Há algo de misterioso nessas palavras, que adentram os ouvidos e se fazem vivas, vislumbradas por cada olho-leitor e perpassadas por mentes de todos os cantos e mundos. São letras, sons, gestos, gritos inabafáveis, imagens, melodias do exagero, que ultrapassam o meramente finito e quaisquer limites impostos. Palavras recitadas com paixão; escancaradas pela raiva; escritas com lágrimas. Palavras interditadas, mudas; sequestradas pelo passado; suspensas pela autoridade do silêncio. Fixadas pelas memórias às quais outorgam a própria sobrevivência.

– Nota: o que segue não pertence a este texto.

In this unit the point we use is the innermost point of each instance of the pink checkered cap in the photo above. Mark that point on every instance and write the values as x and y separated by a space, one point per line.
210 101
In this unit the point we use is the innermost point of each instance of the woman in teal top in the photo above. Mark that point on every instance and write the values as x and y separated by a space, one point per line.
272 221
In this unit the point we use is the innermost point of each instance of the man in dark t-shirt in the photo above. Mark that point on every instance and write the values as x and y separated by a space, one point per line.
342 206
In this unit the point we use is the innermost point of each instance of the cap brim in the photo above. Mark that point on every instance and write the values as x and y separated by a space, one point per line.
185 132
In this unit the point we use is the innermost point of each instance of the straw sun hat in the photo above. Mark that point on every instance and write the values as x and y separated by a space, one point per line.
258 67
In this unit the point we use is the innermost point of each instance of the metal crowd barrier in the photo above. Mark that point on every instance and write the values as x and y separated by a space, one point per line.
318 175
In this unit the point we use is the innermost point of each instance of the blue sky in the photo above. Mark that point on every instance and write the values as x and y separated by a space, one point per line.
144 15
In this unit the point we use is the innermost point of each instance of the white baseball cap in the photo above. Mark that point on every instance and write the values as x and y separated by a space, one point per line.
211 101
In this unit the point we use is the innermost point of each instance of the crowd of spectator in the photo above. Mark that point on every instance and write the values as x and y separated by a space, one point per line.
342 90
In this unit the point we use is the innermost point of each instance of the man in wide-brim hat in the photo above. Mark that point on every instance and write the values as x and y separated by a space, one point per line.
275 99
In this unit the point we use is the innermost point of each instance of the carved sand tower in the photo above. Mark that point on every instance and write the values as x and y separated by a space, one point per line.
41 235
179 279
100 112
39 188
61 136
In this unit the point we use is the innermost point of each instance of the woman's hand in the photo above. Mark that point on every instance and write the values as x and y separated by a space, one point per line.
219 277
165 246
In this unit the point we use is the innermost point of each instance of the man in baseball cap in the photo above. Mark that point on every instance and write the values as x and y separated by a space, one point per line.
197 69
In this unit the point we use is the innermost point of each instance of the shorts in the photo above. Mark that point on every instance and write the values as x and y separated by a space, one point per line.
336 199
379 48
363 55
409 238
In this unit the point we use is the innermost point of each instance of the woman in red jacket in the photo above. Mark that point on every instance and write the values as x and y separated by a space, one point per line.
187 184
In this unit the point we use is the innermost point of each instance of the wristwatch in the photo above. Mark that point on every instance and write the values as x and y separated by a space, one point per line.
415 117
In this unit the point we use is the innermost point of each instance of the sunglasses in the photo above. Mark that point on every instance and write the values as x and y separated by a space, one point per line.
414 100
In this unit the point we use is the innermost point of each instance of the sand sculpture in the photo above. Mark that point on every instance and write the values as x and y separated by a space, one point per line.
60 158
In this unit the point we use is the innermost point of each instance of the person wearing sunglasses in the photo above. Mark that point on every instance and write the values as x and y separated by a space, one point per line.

Discursos, poesias ordinárias, imagens recitadas, anotações, diários de outrora, romances esquecidos, subvertidos e adulterados. Muitas de suas palavras insistem em permanecer, desafiando a morte, capazes de despertar e ferir o sensível; de, simultaneamente, envenenar e anestesiar. Palavras de arrependimento perdidas em um momento qualquer; escondidas no seio do proibido; trancafiadas. Lacradas na boca de cada indivíduo e seladas pelo íntimo, ou, aquelas que escapam, ainda que ocasionalmente. São estas pequenas palavras, dotadas de imensurável poder, impregnadas pelo sentir, esmiuçadas no cotidiano, frente ao caráter inusitado da vida humana. O mais próximo do que poderíamos chamar de magia.